Ia kaget dari tidurnya. Matanya terbelalak. Dan ia segera meneliti tukang pos itu untuk memastikan Gayatri tak sedang menyamar. “Memang bukan Gayatri. Huh. Maumu apa?”

Tukang pos itu memberikan surat. Dan pergi. Di bungkusnya, tertulis: untuk Lelaki yang Baik, lelaki Puisi.

Lelaki itu tersenyum. Kalimat yang indah. Dan ia buru-buru merobek bungkusnya demi melihat isinya.

Lelaki Puisi.

Aku hanya mengagumi penilaianmu, bukan dirimu. Aku hanya mengagumi puisi-puisimu, bukan penulisnya. Tidak ada bedanya bagiku apakah kau berbohong atau jujur memberikan penilaian pada puisi-puisiku.

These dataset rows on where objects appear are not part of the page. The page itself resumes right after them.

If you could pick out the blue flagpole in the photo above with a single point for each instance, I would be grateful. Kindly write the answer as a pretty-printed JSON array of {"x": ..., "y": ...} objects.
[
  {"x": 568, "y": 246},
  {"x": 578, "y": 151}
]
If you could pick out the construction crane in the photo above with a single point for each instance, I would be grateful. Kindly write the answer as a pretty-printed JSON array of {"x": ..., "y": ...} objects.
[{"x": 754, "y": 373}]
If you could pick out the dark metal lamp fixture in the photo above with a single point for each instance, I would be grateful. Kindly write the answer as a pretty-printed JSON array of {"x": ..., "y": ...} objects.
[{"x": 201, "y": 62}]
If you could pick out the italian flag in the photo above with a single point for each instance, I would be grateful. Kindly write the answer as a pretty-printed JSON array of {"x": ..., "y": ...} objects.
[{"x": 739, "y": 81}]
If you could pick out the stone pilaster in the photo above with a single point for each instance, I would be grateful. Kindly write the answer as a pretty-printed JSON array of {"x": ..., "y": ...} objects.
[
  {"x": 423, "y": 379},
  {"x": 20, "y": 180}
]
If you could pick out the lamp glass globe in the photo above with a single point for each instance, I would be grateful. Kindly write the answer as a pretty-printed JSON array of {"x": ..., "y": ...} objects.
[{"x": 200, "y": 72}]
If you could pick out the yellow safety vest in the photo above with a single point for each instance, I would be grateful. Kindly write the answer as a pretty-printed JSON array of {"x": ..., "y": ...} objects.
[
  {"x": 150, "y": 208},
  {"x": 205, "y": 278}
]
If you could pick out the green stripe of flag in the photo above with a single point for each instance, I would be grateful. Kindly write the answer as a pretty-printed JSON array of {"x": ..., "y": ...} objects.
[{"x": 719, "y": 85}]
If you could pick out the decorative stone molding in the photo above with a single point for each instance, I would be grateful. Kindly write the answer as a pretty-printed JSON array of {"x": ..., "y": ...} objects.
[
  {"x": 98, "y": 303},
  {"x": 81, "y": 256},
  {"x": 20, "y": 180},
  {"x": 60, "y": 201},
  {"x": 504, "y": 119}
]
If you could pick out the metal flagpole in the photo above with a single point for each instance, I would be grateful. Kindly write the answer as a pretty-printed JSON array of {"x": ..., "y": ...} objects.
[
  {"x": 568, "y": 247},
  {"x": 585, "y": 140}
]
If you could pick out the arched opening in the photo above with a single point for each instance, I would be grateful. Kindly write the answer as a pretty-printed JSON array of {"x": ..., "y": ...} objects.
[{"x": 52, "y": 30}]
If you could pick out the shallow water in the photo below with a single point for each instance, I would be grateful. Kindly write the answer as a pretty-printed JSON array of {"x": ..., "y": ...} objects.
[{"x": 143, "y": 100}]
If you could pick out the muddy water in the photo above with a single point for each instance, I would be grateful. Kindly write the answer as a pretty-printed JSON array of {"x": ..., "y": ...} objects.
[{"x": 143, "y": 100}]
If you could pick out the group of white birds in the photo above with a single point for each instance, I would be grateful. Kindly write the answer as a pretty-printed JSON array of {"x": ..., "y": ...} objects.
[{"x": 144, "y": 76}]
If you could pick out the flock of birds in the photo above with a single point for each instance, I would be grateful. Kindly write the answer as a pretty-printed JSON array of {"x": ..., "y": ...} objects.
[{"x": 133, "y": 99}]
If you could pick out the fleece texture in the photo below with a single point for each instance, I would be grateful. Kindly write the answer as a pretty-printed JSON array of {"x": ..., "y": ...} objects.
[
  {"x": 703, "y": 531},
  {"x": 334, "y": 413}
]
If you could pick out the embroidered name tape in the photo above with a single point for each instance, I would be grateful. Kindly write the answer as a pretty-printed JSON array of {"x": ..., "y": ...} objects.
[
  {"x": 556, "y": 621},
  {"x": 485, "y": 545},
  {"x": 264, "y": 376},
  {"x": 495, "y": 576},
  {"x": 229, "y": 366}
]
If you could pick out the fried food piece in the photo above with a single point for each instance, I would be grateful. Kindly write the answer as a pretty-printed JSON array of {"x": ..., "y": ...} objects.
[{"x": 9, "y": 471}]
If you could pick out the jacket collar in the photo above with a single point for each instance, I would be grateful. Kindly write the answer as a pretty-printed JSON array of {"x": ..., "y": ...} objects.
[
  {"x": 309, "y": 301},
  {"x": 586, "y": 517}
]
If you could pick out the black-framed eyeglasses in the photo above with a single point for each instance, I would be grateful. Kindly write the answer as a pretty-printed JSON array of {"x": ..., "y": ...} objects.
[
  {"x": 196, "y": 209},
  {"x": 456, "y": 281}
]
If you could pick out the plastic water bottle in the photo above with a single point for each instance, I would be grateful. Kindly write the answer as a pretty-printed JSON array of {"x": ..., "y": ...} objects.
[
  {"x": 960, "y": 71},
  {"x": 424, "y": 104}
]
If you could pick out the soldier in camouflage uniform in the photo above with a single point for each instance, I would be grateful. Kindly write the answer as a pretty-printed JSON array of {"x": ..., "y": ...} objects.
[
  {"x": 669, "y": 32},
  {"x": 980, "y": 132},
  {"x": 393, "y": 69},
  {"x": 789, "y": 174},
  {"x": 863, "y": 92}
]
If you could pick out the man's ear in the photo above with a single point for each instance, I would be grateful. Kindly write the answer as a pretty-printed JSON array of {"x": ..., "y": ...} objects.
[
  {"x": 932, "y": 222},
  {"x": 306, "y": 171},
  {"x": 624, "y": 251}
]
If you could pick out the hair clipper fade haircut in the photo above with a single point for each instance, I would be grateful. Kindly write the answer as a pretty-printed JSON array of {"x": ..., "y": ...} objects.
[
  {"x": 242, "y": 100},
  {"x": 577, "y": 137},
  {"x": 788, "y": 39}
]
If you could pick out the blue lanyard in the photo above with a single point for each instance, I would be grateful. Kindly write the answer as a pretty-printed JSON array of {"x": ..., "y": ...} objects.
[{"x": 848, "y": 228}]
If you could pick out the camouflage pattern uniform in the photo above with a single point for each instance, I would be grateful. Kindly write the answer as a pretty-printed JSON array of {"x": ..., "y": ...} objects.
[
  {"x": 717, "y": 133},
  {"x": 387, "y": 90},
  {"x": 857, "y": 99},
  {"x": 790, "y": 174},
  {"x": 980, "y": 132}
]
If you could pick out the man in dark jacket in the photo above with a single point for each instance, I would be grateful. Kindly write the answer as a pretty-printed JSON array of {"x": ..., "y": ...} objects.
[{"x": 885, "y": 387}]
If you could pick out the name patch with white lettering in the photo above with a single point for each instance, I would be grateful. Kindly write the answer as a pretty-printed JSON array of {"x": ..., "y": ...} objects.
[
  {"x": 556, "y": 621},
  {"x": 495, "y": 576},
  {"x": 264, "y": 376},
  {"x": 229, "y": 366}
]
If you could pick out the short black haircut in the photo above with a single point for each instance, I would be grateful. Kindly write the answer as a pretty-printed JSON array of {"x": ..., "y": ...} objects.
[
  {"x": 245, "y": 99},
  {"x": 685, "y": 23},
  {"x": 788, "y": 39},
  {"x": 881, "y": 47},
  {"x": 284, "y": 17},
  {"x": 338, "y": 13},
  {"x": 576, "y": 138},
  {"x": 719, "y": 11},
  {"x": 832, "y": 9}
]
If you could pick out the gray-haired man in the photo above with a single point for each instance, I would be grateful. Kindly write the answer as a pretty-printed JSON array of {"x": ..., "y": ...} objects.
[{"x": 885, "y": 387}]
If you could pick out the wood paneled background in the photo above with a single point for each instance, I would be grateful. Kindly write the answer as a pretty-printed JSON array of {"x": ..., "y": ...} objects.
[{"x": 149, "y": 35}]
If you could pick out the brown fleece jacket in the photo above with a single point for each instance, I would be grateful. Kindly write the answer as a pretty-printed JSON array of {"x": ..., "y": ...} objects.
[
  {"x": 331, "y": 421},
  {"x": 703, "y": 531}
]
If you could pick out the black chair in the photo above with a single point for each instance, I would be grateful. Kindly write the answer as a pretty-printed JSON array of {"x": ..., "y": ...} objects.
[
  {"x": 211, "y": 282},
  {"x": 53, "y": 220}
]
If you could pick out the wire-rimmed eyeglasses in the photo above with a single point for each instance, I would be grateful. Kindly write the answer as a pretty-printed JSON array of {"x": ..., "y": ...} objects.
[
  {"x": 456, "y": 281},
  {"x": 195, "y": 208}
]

Teruslah menjadi lelaki puisi. Yang mengagumkan.

Gayatri.

 

X

“Bung, bagaimana dengan puisi-puisi saya?”, tanya lawan caturnya.

“Entahlah. Coba lihat puisimu di tempat sampah. Kalau aku tak keliru, tadi aku meletakkannya di sana”.

Lelaki puisi itu lantas pergi. Meninggalkan pion-pion catur yang bergelimpangan.